As Gardner says, “I can’t control my husband’s family’s culture; I can’t control how they value time; I can’t control other things that impact people’s abilities to make it to my home on time. So out of all these things I’ve listed, all that I can really control is the food staying warm and myself. If I know my husband’s family will always be late, I will use this time to do something else to get ready, get a quick workout in, or something else for me.”
So, know that your family won’t be cooking anything vegetarian? Bring your own damn mac and cheese. Know that your family starts to get on your nerves after six hours together? Schedule in activities, like a Flywheel class here and coffee with an old friend there, to give yourself some breaks.
The situation: You made it home and resolved not to argue, but now Uncle Bill is baiting you at the dinner table.
What to do:
Remember—or maybe learn for the first time ever!—that you have a choice in whether or not you want to engage with this topic or argument.
As Gardner notes, boundaries are first learned with family, so if you grew up in a family that was more open field—free of any boundaries at all—doing this will feel … uncomfortable. And maybe even rude. But it’s necessary.

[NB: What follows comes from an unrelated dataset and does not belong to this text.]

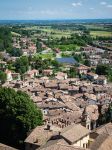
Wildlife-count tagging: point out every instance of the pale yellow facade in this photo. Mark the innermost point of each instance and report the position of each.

As Gardner says, she’s a newlywed and she knows that the question of, “So, where are those babies?” will come up at every family gathering. But she and her husband have decided to set a boundary surrounding this discussion, simply responding, “This is none of your business.”
I told you: It might feel like you’re being rude if you’ve never done this before. But as Gardner notes, it’s totally okay to say that you don’t want to talk about something (see: talking politics with your uncle) or to tell someone that topic is private. Another revelation, right?
The situation: You tried your best to shut down the baiting but now you’re screaming at Uncle Bill over the green bean casserole.
What to do:
It’s not all in your head: Pulling out of an argument is hard. As Gardner notes, this is when our body goes into fight-or-flight mode, and if you’re on the verge of slinging scalloped potatoes in your uncle’s face, you’ve found yourself in fight mode.
That said, Gardner says, “If you do happen to recognize that the conversation is pulling you away from your character, you have the freedom to say, ‘You know what? I don’t like who I’m being in this moment, so I’m going to stop.’”
Did you hear that very pointed “I” statement? As Gardner points out, “What’s going to continue to escalate the conversation is blaming, finger-pointing and name-calling. Using ‘I’ statements, like ‘I feel disappointed about this discussion and how I’m behaving in this discussion,’ creates a lot of freedom in the moment and steps away from blaming the other person.”
And in the end, Gardner says, cut yourself some slack. “In the throes of an argument, we just revert back to our basic selves. Doing something different is a practice.” So if this is your first time practicing any of the above, it might take a few tries to get it right.